I almost killed a caddy once. My brother and two of his friends had woken me up at 7 a.m. to play a dew-dusted nine holes at the Wild Coast Country Club. I hadn’t been anywhere near a golf club in more than twenty years and I was wearing borrowed clothing that made me look like an aging banker who had started taking LSD to liven up his retirement.

We set off in two golf carts, looking like four large, brightly-dressed bandits who had stolen two children’s attractions at a theme park and were trying to make their escape. The caddy rode shotgun at the back of our cart, giving directions to the first hole, as yet blissfully unaware of her imminent brush with death.

The only sport I could beat him at was boxing

At this point I should tell you that my brother is the kind of guy who has the ability to pick up almost any piece of sporting equipment for the first time and make it look like he was born to play the game. The fact that he is my younger brother makes this ability even more annoying. He also hates losing and most of our childhood sporting contests invariably ended with boxing, the only sport I could beat him at, if only because I was slightly stronger in those days and had a longer reach.

In our youth, growing up on a smallholding near Johannesburg, we had inherited two golf clubs from a family friend: a five iron and a chipper. Our plot was located near a slate quarry and the terrain was a rock-hard, rusty dustbowl, dotted with the hardiest little shrubs on the face of the planet.

The game ended in a duel using our clubs as swords

In this semi-arid desert, we laid out four holes marked with sticks.

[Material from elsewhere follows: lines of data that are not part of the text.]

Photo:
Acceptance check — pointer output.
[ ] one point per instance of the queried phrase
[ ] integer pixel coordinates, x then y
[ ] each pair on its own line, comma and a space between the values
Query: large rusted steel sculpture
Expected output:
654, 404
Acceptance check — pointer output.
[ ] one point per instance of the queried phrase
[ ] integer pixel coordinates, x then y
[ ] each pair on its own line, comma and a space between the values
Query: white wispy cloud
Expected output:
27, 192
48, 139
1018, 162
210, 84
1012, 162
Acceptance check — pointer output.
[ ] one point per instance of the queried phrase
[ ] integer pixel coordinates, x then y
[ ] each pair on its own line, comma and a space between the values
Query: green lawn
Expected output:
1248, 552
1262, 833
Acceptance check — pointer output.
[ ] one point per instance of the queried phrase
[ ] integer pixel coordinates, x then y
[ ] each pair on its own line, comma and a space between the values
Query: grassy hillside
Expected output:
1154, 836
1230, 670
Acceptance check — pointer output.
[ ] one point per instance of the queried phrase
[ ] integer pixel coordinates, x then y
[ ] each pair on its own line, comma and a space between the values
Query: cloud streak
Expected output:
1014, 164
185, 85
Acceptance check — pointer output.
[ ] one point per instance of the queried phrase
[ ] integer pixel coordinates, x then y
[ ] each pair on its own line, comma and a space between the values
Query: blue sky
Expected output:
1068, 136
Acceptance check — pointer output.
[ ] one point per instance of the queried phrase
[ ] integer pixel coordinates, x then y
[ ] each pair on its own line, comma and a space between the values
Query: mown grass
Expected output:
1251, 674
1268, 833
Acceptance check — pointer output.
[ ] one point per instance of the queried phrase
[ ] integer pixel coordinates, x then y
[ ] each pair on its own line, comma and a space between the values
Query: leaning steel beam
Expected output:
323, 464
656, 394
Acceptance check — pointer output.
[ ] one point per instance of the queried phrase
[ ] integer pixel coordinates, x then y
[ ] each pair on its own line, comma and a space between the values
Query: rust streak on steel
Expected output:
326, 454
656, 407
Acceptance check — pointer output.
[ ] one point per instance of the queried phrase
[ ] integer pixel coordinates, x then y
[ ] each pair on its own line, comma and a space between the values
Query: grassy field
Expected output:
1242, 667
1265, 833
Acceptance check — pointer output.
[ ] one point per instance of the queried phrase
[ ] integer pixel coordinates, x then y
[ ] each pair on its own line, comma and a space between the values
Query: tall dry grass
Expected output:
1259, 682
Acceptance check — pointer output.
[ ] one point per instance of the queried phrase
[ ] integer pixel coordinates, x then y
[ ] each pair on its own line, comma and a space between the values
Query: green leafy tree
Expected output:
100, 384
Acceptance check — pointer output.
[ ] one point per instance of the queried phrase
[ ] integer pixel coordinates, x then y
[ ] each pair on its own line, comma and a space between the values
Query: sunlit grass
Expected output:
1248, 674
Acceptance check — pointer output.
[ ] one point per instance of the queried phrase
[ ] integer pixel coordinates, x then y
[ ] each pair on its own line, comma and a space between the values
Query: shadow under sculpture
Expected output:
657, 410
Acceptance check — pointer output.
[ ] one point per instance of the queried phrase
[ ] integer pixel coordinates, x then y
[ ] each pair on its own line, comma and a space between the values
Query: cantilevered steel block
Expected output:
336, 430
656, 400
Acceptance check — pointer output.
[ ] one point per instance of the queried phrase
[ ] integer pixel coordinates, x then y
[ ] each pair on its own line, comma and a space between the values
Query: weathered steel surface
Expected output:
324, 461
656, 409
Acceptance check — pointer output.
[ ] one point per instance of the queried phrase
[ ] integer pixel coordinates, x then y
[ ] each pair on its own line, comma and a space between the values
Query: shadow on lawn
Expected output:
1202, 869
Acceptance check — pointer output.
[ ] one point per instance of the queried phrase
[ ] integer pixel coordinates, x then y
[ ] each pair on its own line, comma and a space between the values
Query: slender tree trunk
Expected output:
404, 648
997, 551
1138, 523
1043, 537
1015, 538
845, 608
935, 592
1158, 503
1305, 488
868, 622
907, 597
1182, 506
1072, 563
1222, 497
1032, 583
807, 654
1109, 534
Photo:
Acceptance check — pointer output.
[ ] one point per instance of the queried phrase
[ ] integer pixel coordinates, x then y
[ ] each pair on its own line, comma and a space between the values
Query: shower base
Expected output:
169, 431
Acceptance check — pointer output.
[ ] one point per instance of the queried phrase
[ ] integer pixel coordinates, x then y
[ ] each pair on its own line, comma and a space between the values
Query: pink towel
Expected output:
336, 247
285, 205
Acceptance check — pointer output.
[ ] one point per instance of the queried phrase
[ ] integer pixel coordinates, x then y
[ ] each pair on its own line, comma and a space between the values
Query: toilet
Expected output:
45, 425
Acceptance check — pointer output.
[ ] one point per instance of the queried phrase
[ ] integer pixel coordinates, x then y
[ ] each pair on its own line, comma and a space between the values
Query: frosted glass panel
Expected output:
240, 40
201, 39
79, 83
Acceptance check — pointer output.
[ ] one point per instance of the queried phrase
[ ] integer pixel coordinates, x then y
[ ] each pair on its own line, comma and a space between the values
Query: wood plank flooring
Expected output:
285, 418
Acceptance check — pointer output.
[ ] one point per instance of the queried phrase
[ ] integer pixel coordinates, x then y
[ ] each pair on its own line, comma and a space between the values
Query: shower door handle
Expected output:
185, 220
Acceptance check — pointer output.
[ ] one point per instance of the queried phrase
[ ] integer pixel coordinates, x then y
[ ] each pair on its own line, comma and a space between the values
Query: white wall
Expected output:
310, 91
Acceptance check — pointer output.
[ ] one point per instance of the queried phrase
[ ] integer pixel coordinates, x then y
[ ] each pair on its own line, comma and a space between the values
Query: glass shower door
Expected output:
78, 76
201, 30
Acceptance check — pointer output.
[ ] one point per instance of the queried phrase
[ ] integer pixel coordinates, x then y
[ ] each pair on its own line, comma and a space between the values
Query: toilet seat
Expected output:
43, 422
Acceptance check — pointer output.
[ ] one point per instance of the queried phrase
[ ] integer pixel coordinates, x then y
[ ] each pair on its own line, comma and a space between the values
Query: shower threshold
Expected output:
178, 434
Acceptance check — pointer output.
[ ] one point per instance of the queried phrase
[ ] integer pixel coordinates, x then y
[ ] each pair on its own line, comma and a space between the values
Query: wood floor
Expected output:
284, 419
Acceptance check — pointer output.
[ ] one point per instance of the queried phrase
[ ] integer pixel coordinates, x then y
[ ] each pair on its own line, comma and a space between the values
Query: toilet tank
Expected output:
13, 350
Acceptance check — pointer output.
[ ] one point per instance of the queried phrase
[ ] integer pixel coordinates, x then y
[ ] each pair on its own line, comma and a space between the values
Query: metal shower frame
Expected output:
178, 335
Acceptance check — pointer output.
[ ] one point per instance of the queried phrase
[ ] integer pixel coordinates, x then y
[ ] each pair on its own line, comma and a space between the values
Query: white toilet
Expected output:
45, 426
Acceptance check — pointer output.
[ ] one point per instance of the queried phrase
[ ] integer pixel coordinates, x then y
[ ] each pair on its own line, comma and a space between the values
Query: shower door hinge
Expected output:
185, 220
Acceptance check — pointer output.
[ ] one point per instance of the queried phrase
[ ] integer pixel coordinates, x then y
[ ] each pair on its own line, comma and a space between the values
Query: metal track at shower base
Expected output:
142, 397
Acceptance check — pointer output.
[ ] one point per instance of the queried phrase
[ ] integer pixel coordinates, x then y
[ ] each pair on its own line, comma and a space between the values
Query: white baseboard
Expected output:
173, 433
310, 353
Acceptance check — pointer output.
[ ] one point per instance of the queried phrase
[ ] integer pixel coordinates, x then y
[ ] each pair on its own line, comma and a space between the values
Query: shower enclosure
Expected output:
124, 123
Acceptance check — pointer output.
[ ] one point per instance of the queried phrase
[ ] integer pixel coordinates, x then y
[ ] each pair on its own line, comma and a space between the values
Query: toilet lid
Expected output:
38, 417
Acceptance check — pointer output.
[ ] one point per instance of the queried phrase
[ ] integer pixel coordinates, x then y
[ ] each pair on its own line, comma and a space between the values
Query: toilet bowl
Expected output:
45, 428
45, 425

It was impossible to hammer the sticks into the ground, so we held them upright with little mounds of slate. We cleared and levelled the dusty-red “greens” using spades and a pickaxe, because our father refused to let us burn the shrubs for fear that we would set fire to the entire continent. The holes themselves were shallow bowls in the ground that were about five times the size of a standard golf hole and anything within a foot of the target rolled into the hole. Needless to say, my brother won almost every game, most of which ended with a duel using our clubs as swords.

You can therefore imagine how exasperated I was as I stood preparing to tee off for the first hole at the Wild Coast and my little brother said:

“You’re still holding the club wrong.”

The glorious sunrise, the fresh sea breeze and the dew-encrusted fairway evaporated as a towering rage spread from my chest to the muscles of my shoulders and arms, preparing me for the mammoth shot that would not only silence my brother, but would forever be carved in the clubhouse walls as one of the milestones in golfing history.

“The right hand goes below the left,” my brother tried again.

“Shut up,” I growled. “Let the master concentrate.”

And then I swung at the puny ball like a wrathful god, fully expecting my brother and his friends to fall upon their knees in worship of the golfing miracle they had just witnessed.

The ball missed the caddy’s head by about a centimetre, even though she was standing off to the side, next to the tee, almost level to the deep furrow that now marked the spot where I had taken my ungodly shot.

“You sliced it,” said my brother, dropping a new ball onto the ground. “Have another go.”

“No thanks,” I replied. “I’ll drive the golf cart. I don’t want to hold you all up.”

 

 

The KLM Open I will probably be watching on TV
All of which brings me to the KLM Open, which I will probably be watching on TV, because I know just how dangerous it can be out there on the links. As always, I will be deeply impressed by the skill of the professionals, how they make the ball land exactly where they want it to, how they take four shots for a hole that would take me forty shots to complete. But the question remains: can they putt with a chipper like my brother can?